The German authorities allowed the head of the Comintern, Gregory Zinoviev, to enter Germany while the Bolshevik authorities allowed the leading Menshevik Julius Martov to leave Russia, both to take part. Zinoviev spoke for over four hours in what Ben Lewis claims was “one of the most significant speeches of the 20th century workers’ movement.”
Lenin had justified the Bolsheviks seizing power in backward Russia on the grounds that this was only the first event in the world socialist revolution. He also justified the Bolsheviks using all means to stay in power –including suppressing opponents, invading Poland and stirring up a holy war against the West amongst Muslims, all of which Zinoviev defended in his speech –until they were rescued by the revolution spreading to Europe and in particular Germany.

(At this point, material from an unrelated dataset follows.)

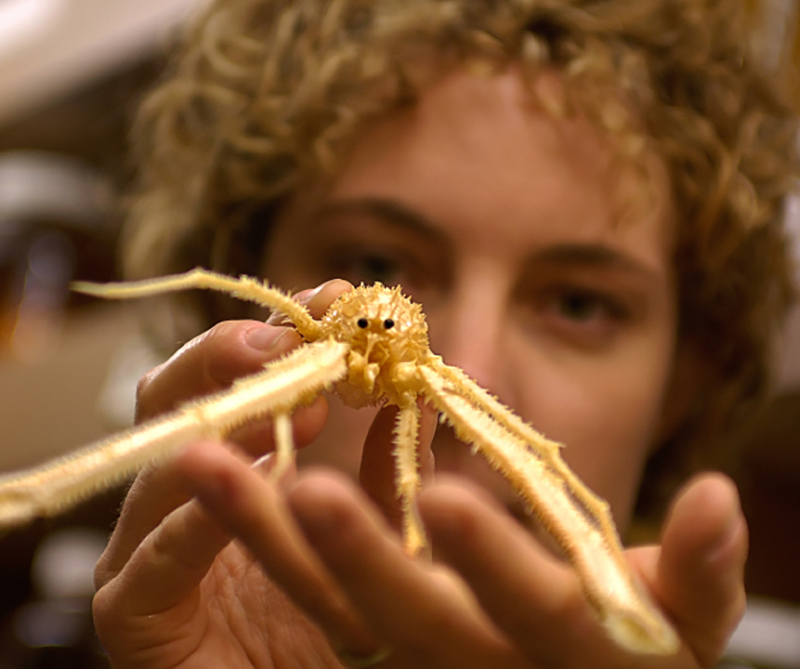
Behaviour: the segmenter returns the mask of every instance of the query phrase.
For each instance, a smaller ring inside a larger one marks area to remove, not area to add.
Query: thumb
[[[701,666],[713,665],[744,614],[747,523],[721,474],[691,481],[664,529],[656,588]]]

In 1920 the leading Bolsheviks were still in this mode. There is no doubting their sincerity, only their judgement. Zinoviev’s main argument was that as the world revolution was under way you were either for or against the government of the one place where it had already triumphed. How divorced from reality he was can be gauged from his claim that in England “the beginning of the proletarian revolution can be clearly seen”. He added, “I am convinced that in two or three years, it will be said that this was the beginning of a new era. The proletarian revolution has a great chance in England.”
In his contribution Martov argued that the workers in Europe were certainly discontented but that this was not an expression of socialist consciousness but of elemental despair. He accused the Bolsheviks of exploiting this to come to power instead of trying to turn it into the socialist understanding required before socialism could be established, a view which he claimed the USPD was committed to. Hence the title of his talk “May the USPD be preserved”.
Referring to Russia, he said that the Bolshevik party had “conquered state power in a country with a proletariat that was numerically insignificant, a country with an insignificant productivity of labour, with a complete lack of the basic economic and cultural preconditions for the organisation of socialist production - and these objective conditions presented the Bolsheviks with an insurmountable obstacle for the realisation of their ideals.”He went on to point out that “the development of the revolution in the West …is not going as quickly as the Bolshevik party had reckoned when it obtained state power through a fortunate confluence of circumstances and then used this power in an attempt to turn Russia into a socialist country by a radically accelerated path.”
The extent to which the Bolshevik leaders really did believe at this time that they were turning “Russia into a socialist country”can be gauged from a passage in an article included in this book that Zinoviev later wrote on his “Twelve Days in Germany”:
“We are approaching a time when we shall do away with all money. We are paying wages in kind, we are introducing free tramways, we have free schools, a free dinner, perhaps for the time being unsatisfactory free housing, light, etc.”
Zinoviev won the debate and a majority of the USPD voted to affiliate to the Comintern and become the Communist Party of Germany (the minority eventually rejoined the SPD). But within a year Martov was proved right about the Bolsheviks’ prospects in Russia. In 1921 they were forced to abandon trying to establish a moneyless society and to introduce the New Economic Policy, described by Lenin as “state capitalism”or the development of capitalism under the control of the “proletarian state”(as he called the Bolshevik regime). Four years later when he broke with Stalin, Zinoviev went further and described Russia’s nationalised industries as “state capitalism”(see Weekly Worker, 8 January, 1926) and was criticised by both Stalin and Trotsky for admitting this.
Lih says that Martov could be seen as a sort of “premature Trotskyist” in that he applied the same arguments to why the Russian Revolution would degenerate (economic backwardness and isolation) “to events and processes that the Trotskyist tradition treats in a more admiring way”- in fact from day one of Bolshevik rule.
Martov, wisely, did not return to Russia and died in exile in Germany in 1923. Zinoviev ended up being shot in 1936 as a “counter-revolutionary”, a victim of the same sort of terror and logic he had defended in Halle in 1920.